Peter had a lot of books at the end. Most of them were smoke-damaged.

I went through the whole house during that first week after his death and took all the books that I was interested in: books I remembered from childhood, books I thought Peter had particularly liked, books that looked like they might be rare, anything else that seemed worth taking. Carted them all off to Jordan and Crystal's garage.

I left the vast majority of his books in the house—at least two-thirds of them, probably quite a bit more. I think I made some estimates at the time about how many books there were in the house, and how many I was taking, but I don't remember the numbers. I was sad to leave so many behind, but I didn't want them, nobody else in the family expressed any interest in them, and they were smoke-damaged so I didn't think they could be sold or given away. And I was pretty overwhelmed in general.

I assume that when the bank (?) came and cleaned out everything in the house prior to starting restoration work, that they took the books as well. I would have expected them to end up in a Dumpster, unfortunately. But I vaguely recall Jay saying that the bank had put all the stuff from the house in storage at some point; I'm not sure what ended up happening there.

A while later, I came back up to Tacoma and, over the course of a couple of days at Jordan and Crystal's place, I filled several large cardboard boxes with the books I had taken from the house. Then I mailed the boxes home to myself.

Later, at home, I sorted through them again, and decided to keep only about a third of the ones I had brought home.

All of the ones I brought home are currently in boxes in my garage; my new place doesn't yet have enough bookcases for the ones I'm keeping, and I haven't figured out what to do with the rest. I'll probably ask the local library if they'll take books with smoke-damaged covers for their book sale. I suspect they'll say no, and I doubt the local used-book store will take them, which probably means throwing them out. Which I don't want to do, which is why I've been putting off dealing with it for so long.

There's one small category of books that weren't smoke-damaged: he had a bookcase full of science fiction paperbacks, and a fair number of those were wrapped in protective plastic bags.
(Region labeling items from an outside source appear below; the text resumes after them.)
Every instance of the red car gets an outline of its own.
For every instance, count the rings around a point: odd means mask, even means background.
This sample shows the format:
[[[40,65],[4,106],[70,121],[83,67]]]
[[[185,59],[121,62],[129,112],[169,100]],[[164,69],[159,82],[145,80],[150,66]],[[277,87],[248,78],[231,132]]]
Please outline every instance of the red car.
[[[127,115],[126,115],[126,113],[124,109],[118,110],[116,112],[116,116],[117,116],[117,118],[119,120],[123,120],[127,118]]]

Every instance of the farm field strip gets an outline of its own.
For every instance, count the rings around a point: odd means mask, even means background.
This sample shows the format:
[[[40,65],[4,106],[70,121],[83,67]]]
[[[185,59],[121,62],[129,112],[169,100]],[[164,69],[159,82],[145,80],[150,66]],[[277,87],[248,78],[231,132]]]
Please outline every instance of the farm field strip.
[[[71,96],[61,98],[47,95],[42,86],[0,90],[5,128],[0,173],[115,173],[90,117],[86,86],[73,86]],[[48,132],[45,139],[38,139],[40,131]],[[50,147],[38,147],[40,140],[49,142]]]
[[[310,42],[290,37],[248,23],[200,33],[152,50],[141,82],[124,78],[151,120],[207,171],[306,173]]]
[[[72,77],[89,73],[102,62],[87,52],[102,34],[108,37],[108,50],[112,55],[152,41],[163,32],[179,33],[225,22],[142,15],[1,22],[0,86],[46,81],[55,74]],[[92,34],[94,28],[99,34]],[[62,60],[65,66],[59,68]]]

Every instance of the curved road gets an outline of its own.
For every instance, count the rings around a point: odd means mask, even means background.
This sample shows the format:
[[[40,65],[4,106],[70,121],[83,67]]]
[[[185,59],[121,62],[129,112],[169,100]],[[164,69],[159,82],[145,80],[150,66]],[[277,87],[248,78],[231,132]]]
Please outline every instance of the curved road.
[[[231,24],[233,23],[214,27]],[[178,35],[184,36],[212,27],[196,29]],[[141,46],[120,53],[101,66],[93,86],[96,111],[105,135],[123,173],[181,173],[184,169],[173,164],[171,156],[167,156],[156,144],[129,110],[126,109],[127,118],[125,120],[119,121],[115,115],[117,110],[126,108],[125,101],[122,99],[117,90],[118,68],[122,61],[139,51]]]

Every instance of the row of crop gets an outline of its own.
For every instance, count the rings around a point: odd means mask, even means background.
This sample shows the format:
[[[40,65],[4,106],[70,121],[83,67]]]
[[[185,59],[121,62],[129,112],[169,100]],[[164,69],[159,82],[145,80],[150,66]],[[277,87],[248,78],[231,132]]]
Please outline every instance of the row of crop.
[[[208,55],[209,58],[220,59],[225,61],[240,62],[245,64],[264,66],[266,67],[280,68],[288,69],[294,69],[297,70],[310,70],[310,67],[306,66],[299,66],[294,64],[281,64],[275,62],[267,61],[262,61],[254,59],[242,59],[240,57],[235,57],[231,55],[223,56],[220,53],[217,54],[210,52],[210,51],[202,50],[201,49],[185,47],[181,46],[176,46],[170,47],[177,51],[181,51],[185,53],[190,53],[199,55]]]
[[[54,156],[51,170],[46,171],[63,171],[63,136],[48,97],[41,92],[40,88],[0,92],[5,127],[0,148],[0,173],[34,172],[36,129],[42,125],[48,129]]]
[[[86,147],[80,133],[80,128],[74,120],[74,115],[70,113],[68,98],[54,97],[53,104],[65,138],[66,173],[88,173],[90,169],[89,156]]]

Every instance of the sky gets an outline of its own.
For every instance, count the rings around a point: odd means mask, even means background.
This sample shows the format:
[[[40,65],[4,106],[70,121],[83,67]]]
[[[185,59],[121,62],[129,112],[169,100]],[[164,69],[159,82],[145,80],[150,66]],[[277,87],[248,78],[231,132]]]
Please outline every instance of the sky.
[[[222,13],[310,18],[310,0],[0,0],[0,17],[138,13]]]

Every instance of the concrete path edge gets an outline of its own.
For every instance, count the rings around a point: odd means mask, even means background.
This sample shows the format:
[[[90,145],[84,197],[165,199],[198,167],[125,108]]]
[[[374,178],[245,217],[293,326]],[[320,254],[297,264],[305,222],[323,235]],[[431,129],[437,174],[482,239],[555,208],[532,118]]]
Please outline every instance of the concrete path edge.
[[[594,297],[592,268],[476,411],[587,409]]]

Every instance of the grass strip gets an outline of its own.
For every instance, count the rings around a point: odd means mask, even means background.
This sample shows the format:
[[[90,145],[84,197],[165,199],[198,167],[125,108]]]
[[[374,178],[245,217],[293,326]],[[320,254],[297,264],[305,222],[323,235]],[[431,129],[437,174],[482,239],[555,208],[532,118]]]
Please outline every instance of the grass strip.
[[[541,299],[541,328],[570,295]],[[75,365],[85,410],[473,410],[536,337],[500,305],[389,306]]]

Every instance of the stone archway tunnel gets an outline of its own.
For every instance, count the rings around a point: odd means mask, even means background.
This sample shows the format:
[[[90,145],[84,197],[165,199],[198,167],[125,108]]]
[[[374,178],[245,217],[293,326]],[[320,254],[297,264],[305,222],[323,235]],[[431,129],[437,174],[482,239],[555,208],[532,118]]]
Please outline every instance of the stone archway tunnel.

This was especially true for a bunch of the Philip K. Dick paperbacks. So there are several early-edition PKD paperbacks in very good condition mixed in with the rest of the books.

I've tried to clean the soot off of the covers of a few of the ones I'm keeping, but it was a slow process, and I didn't do very many of them, and wasn't very successful with the ones I did work on.

More answers to Dobe's questions to follow in other entries and/or comments in coming days/weeks.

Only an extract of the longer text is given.